AP: Classical works represent the major part of the repertoire of your theatre. Are you interested in directing works by any young writers?
MR: Just recently our theatre presented Little Soldiers, a play by Vladimir Zherebtsov, a young Russian author. It was a very interesting show, and we even received an invitation to bring it to the Vince-Baden contemporary theatre festival. However, in general, I think that contemporary drama is in the state of respite and that is why we are looking back at classical works. At the same time, we are showing a play about Alexander Vertinsky, Edith Piaf; very recently we have launched a play about Klavdiya Shulzhenko, a famous Soviet singer. Every evening our actors are working on three parallel stages, and while the main stage is given to classical performances, the smaller stages are dedicated to experimental works.
AP: Mikhail, what could influence your decision to stage a certain play?
MR: I think the play, first of all, should be consonant with the today’s reality. My main inspiration in work is the necessity to solve the inner life of a person, his psychology with all its curves, paradoxes, unexpected actions and secret life. I believe that this intention moves forward myself and the actors of our theatre. It is also a perfect reflection of Georgy Tovstonogov’s legacy, who was my mentor and teacher. The form of the show, stage design and the rhythm of the performance are undoubtedly very important, but the main thing for me in this process is the human being.
Twice in my career, I directed shows based on Fyodor Dostoevsky’s works: The Adolescent in Moscow and then The Gambler in Kiev. And Dostoevsky once said: “A human is an enigma. It should be unraveled. I am unraveling this enigma, and thus remain a human being.” This quote is my main maxim in the process of choosing a new play. Every person is a hurricane of passions, secret desires, and instincts. They are frequently veiled with our words, but their deciphering and realization in the three-dimensional space of the stage is the most intriguing mission.
AP: Mikhail, you have started your education in the physics department, but later decided to become a theatre director. Why did you change your idea and do you use your technical knowledge in the creative career?
MR: It was a different time. I lived in Lvov and became a theatre enthusiast in my early school years. However, my parents wanted me to obtain a more realistic profession and I started my education in the physics department. Nevertheless, my technical education was not a long one, and after its third year, I collected my documents and secretly from my parents escaped to Leningrad, where I entered a directing course of Georgy Tovstonogov.
I am still using skills and knowledge I gained during these three years at the physics faculty studying different subjects, such as higher mathematics and theoretical mechanics. They systemize your thinking, help you to organize yourself and, speaking in theatre language, provoke your action.
AP: What do you think about contemporary theatre? Why are people still interested in theatre today, in the time of digital technologies, television, and cinema?

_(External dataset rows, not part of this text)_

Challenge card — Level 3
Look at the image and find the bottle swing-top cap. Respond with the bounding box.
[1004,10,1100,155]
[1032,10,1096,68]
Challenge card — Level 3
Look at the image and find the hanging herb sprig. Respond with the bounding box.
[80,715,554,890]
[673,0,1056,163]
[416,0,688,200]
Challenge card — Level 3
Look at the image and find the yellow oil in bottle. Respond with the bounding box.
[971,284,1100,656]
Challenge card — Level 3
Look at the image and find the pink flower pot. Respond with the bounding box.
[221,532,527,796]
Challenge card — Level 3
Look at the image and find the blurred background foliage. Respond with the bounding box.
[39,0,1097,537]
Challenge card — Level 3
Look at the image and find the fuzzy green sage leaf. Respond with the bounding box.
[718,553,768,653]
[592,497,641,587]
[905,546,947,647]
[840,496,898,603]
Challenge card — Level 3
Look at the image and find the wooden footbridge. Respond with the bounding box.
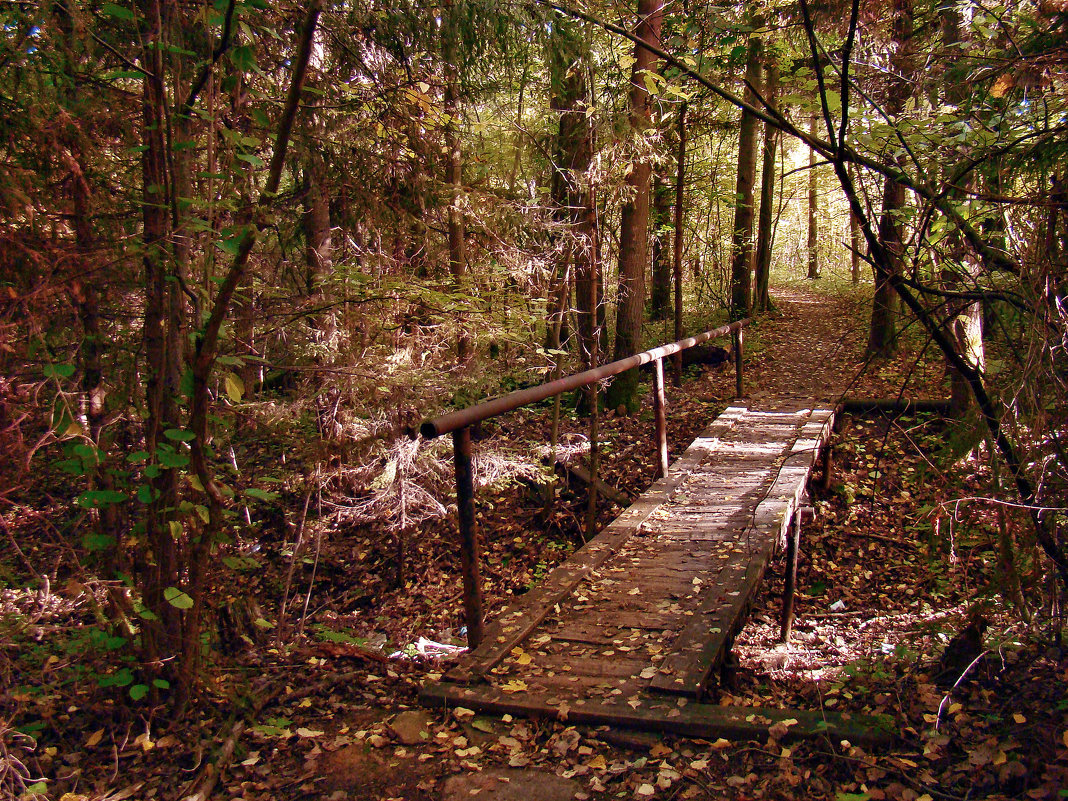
[421,324,886,743]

MR: For our tour, we tried to choose shows, where classical subjects resonate with our own questions, questions of people from the twenty-first century. We would like to present plays, where through traditional conflicts and situations we would discover something new about us or about each other, about our problems and conflicts. I think plays by Chekhov and Turgenev meet these requirements perfectly and, therefore, still hold the attention of audiences from different cultures and backgrounds. This aspect is very important for us, but the reaction of spectators could be very different. For instance, one of the final scenes in My Mocking Happinesstunes into the conflict in Donbas, the southeast of Ukraine. This scene is about Anton Chekhov’s testimony, where he addresses his sister and the whole family, saying: ‘Support poor people, protect your mother, live peacefully. Anton Chekhov.’ During the last year, at every show, when the actor performing Chekhov’s role says: ‘Live peacefully’, the audience explodes with thunderous applause. It is a distinctive response to our reality we live in today.

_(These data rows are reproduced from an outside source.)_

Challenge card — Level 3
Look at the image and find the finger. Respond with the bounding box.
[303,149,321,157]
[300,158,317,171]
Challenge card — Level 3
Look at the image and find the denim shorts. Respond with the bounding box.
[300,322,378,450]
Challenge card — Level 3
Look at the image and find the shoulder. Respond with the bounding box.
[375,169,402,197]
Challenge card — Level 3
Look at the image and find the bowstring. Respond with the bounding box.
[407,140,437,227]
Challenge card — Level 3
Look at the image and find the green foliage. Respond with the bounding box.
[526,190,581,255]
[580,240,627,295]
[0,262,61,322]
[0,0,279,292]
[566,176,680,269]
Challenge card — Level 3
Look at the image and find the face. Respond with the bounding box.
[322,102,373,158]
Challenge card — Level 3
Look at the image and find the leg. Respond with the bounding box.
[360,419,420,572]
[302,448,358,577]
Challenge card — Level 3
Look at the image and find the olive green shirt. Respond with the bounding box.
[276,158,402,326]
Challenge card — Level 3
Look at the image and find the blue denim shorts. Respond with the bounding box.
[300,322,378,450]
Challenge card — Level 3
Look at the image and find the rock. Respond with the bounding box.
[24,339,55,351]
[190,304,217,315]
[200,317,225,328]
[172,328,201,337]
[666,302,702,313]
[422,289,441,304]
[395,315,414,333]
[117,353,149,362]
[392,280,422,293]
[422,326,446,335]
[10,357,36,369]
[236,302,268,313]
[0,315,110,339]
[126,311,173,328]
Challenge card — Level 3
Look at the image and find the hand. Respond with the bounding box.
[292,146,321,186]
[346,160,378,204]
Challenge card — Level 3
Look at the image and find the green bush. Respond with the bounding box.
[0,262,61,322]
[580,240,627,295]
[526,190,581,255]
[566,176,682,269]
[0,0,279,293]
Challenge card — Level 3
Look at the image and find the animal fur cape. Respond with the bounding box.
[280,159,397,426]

AP: Mikhail, could you tell our readers about your new shows? What could they expect in 2015-2016 Season in your theatre?

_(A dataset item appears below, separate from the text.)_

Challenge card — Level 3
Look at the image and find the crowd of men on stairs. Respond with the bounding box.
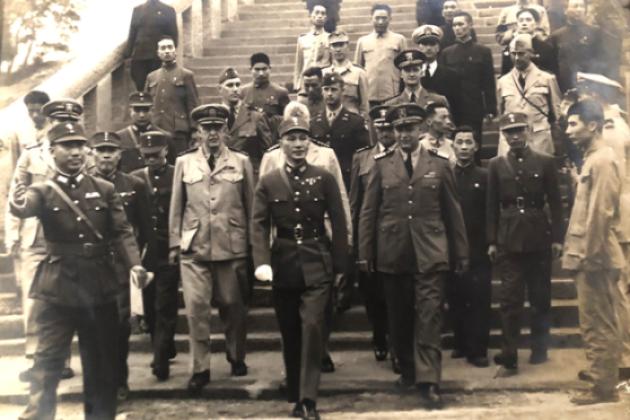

MR: All new shows are corresponding with what is important for us at the moment. I very much appreciate plays by Aleksei Arbuzov, a Soviet playwright, who was very popular in the UK some time ago. There was a moment when all three stages of the National Theatre in London presented his plays at the same time: Evening Light, Old-fashioned Comedy and My Poor Marat. I knew the author personally and directed several shows based on his works. Now we are working on his play called Cottage on the Outskirts. It is a play about love, there are no social conflicts or negative characters. However, love and everything related to it is always an internal conflict. Therefore, it is quite a difficult show and requires a great emotional involvement from artists.
At the same time together with the director Kirill Kashlikov we have started working on one of the greatest plays by Arthur Miller, A View from the Bridge. I believe that together with Death of a Salesman it is one of the deepest and most serious works by the author. It brings back the theme of human bondage, so different and so vivid. We are finishing our work on Ibsen’s Nora and have recently started working on Nude with Violin, a play by Sir Noël Coward, an English writer from the 1940s-1960s. This work, written in Oskar Wilde’s manner, is still topical, may be due to the fact that it questions the issue of pseudo-avant-gardism, which is relevant also today: when an artist tries to present as a masterpiece the work, done in a slapdash manner, without any moral investment.
Out theatre always has been one of the top ten theatres on the territory of the former Soviet Union, and still today we are striving to remain loyal to our profession, to the theatre of a human spirit. We are trying to search for, solve and realize in the three-dimensional space of the stage a personal story, because all true theatre – from Shakespeare to Ionesco – is most and foremost about a personal, human story. I believe that this intention is the main reason of the audience’s interest and the full house for every show in our theatre.
AP: Mikhail, thank you very much and good luck with your London tour!
Please click here to learn more about the Ukrainian Culture Today festival and book your tickets.
This article originally appeared on Russian Art + Culture on August 28, 2015 and has been reposted with permission.
This post was written by the author in their personal capacity.The opinions expressed in this article are the author’s own and do not reflect the view of The Theatre Times, their staff or collaborators.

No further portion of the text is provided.